Accessing the Data Catalog - Amazon Glue
Services or capabilities described in Amazon Web Services documentation might vary by Region. To see the differences applicable to the China Regions, see Getting Started with Amazon Web Services in China (PDF).

Accessing the Data Catalog

You can use the Amazon Glue Data Catalog to discover and understand your data. Data Catalog provides a consistent way to maintain schema definitions, data types, locations, and other metadata. You can access the Data Catalog using the following methods:

  • Amazon Glue console – You can access and manage the Data Catalog through the Amazon Glue console, a web-based user interface. The console allows you to browse and search for databases, tables, and their associated metadata, as well as create, update, and delete metadata definitions.

  • Amazon Glue crawler – Crawlers are programs that automatically scan your data sources and populate the Data Catalog with metadata. You can create and run crawlers to discover and catalog data from various sources like Amazon S3, Amazon RDS, Amazon DynamoDB, Amazon CloudWatch, and JDBC-compliant relational databases such as MySQL, and PostgreSQL as well as several non-Amazon sources such as Snowflake and Google BigQuery.

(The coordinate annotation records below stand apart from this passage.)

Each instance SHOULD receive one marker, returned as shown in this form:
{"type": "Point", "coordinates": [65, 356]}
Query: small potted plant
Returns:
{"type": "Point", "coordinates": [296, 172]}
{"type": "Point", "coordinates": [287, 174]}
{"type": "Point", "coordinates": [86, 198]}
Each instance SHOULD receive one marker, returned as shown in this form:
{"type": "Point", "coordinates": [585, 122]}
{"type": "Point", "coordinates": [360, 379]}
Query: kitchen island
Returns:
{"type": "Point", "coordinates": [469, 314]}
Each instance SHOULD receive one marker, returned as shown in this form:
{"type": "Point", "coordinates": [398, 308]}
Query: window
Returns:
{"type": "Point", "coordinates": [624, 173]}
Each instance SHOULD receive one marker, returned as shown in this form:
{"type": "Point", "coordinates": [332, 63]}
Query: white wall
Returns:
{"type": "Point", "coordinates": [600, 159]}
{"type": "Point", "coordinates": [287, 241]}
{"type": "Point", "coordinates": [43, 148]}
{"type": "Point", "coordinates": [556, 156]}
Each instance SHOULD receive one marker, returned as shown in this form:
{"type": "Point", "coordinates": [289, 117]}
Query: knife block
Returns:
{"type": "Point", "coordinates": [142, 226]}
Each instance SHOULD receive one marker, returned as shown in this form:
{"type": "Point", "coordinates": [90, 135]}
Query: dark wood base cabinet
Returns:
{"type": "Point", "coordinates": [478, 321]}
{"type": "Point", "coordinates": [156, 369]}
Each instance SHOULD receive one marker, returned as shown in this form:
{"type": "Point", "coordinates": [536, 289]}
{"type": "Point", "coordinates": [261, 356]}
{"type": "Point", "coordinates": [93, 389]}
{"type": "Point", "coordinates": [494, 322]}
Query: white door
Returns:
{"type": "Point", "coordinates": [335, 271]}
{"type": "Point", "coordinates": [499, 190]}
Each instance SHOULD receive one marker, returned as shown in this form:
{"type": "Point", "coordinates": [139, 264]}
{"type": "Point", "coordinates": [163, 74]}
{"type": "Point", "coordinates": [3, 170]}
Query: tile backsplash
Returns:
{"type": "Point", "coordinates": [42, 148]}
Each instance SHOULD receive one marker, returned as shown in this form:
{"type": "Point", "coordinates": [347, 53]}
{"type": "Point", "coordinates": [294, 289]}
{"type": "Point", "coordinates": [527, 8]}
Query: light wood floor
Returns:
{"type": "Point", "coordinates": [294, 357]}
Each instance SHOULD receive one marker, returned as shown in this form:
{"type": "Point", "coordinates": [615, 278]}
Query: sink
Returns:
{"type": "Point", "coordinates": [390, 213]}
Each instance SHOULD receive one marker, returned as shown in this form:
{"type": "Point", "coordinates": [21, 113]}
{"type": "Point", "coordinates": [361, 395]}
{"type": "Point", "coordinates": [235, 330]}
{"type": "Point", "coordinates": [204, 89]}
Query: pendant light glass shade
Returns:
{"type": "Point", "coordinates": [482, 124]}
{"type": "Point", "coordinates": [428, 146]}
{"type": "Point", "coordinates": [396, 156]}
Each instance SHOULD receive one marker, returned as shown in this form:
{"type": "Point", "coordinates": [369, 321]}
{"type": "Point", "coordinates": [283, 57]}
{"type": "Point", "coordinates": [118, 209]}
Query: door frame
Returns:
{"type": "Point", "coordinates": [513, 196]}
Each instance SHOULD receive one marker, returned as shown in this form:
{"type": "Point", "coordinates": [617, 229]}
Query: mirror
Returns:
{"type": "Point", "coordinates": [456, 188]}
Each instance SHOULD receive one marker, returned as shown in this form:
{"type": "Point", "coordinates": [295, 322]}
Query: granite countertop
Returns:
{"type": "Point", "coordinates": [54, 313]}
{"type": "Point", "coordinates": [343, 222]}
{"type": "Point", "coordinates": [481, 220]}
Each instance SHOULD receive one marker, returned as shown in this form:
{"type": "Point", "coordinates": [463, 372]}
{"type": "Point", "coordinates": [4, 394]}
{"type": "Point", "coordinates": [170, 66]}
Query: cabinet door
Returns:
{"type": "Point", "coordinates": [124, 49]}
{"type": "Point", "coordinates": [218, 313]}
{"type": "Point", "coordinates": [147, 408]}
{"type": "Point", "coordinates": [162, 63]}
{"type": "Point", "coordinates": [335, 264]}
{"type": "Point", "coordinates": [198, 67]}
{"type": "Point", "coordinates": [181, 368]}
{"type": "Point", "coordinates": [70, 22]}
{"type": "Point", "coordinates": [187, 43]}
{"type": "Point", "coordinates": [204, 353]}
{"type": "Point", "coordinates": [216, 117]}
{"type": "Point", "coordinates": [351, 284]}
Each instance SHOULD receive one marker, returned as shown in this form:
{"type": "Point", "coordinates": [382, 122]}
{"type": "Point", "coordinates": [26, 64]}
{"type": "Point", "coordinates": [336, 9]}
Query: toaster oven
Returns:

  • Amazon Glue APIs – You can access the Data Catalog programmatically using the Amazon Glue APIs. These APIs allow you to interact with the Data Catalog programmatically, enabling automation and integration with other applications and services.

  • Amazon Command Line Interface (Amazon CLI) – You can use the Amazon CLI to access and manage the Data Catalog from the command line. The CLI provides commands for creating, updating, and deleting metadata definitions, as well as querying and retrieving metadata information.

  • Integration with other Amazon services – The Data Catalog integrates with various other Amazon services, allowing you to access and utilize the metadata stored in the catalog. For example, you can use Amazon Athena to query data sources using the metadata in the Data Catalog, and use Amazon Lake Formation to manage data access and governance for the Data Catalog resources.